The presence of some specific comorbidities or adverse events may make it difficult to switch from one DMT to IFN-beta. For example, a persistent low lymphocyte count (<800), low neutrophil count (<1,000), low total white cell count (<1,500) and/or abnormal LFTs, that can occur with several DMTs, are relative contraindications to IFN-beta. Similarly, the presence of a monoclonal gammopathy (abnormal protein in the blood) is a contraindication to IFN-beta due to the risk of capillary leak syndrome (fluid on the lungs).

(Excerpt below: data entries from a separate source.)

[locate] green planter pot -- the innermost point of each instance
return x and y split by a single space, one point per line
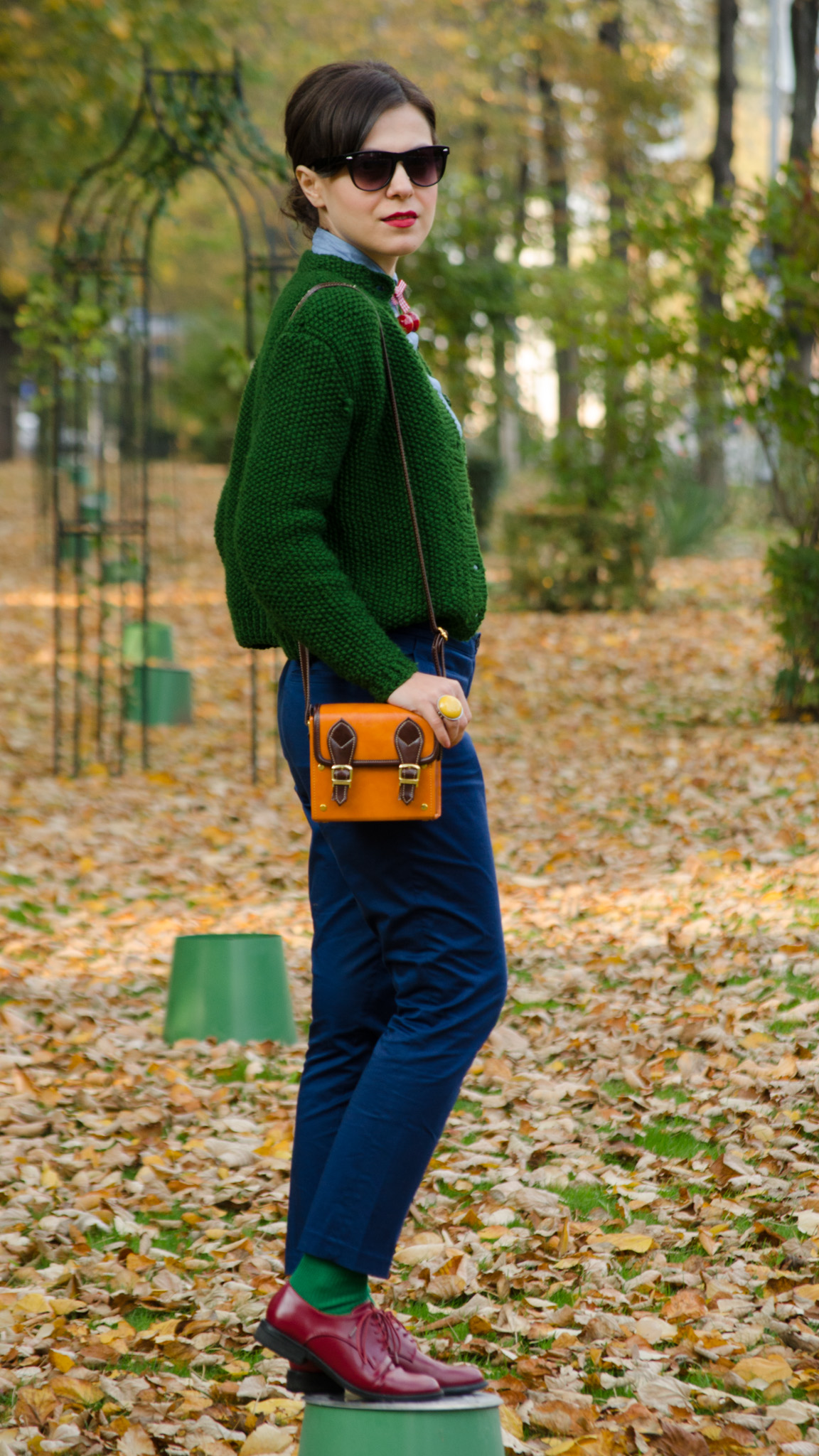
456 1426
229 986
75 548
129 569
159 643
168 696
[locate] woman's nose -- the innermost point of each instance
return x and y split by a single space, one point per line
401 186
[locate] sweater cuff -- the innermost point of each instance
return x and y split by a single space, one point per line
391 676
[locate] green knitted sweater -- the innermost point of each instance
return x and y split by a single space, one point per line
314 523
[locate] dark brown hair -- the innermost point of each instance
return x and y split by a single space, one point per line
331 112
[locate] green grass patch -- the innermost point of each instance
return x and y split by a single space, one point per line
233 1074
674 1142
617 1086
583 1197
678 1096
562 1297
690 983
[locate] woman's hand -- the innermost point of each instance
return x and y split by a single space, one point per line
420 695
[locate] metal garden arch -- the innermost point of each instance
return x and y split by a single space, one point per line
100 436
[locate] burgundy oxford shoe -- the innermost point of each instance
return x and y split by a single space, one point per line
452 1379
355 1350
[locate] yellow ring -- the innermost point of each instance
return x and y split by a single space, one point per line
449 708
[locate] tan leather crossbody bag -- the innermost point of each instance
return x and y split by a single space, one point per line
372 761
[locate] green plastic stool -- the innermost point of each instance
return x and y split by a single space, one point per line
159 643
229 986
455 1426
115 569
168 696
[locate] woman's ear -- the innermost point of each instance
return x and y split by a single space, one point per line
312 186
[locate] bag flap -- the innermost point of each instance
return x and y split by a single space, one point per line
375 727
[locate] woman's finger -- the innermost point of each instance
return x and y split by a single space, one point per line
436 724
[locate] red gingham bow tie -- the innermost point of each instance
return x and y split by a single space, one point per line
407 319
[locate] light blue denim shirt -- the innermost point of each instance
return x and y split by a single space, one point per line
333 247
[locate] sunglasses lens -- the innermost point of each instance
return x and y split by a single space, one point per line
424 168
370 171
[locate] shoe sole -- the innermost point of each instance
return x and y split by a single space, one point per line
289 1349
312 1382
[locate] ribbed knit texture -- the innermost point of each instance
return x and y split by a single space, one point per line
314 525
328 1286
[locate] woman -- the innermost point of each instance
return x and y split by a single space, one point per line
316 540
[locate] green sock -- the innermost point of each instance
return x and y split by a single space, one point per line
328 1286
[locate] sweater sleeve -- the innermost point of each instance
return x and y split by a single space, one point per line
301 429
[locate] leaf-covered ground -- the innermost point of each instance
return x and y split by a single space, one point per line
621 1222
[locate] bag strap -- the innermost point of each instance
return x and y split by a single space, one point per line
439 633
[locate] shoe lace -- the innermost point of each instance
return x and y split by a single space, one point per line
375 1322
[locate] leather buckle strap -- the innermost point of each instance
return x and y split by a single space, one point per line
341 742
410 743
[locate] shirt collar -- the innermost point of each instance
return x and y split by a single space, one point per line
333 247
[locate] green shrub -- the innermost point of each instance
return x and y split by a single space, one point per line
795 600
573 558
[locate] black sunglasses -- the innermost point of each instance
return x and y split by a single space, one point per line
372 171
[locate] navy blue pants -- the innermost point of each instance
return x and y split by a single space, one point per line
408 982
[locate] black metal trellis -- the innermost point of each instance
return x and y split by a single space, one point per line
101 436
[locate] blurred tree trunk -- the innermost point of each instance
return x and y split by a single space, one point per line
709 368
557 196
611 36
8 392
803 23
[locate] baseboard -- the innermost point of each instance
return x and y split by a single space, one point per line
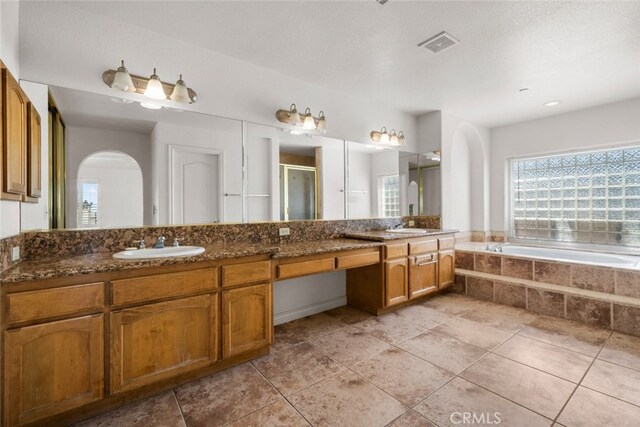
308 310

Switching-2-glatiramer acetate

Possible reasons to switch

  • Glatiramer acetate (GA) has one of the best safety records in pregnancy.
  • GA is relatively well tolerated in the short term and is not immunosuppressive.
  • Following an adverse event on another DMT, for example persistent lymphopaenia.
  • GA has no monitoring requirements.

Reasons for caution

  • Adherence can be a problem in the long term, owing to injection fatigue.
  • Long-term use of GA leads to lipoatrophy (loss of fatty tissue under the skin).
  • Its impact on preventing end-organ damage (brain volume loss) is only modest.

GA-20 to GA-40 switch

People with MS may decide to switch between GA preparations because of local skin reactions. GA-40 is administered only three times per week and has demonstrated better tolerability than the daily GA-20 formulation.

Lack of efficacy

I would not recommend switching between GA preparations because of a lack of efficacy or perceived lack of efficacy. If you have had a suboptimal response to one GA preparation it would make sense to switch classes. In general, I tend to escalate treatment rather than switch to another moderate efficacy DMT; vertical escalation rather than horizontal switching.

Other DMTs

Provided the baseline screening bloods are fine and there are no specific contraindications, I see no reason why GA can’t be used after any of the other licensed DMTs. However, if you are switching due to a suboptimal response, I would recommend a more efficacious DMT. There is reasonable real-life data that shows switching upwards (escalation) gives a better overall response rate than switching to a similar efficacy DMT (horizontal switching). I suspect that most people with MS who switch to GA will do so for family planning reasons, because GA has one of the best safety records in pregnancy. Another reason to switch may be an adverse event on another DMT, for example a persistent lymphopaenia.

Special circumstances

The presence of other specific comorbidities may make it difficult to switch from certain DMTs to GA. These could include generalised urticaria or a known allergic reaction to GA in the past.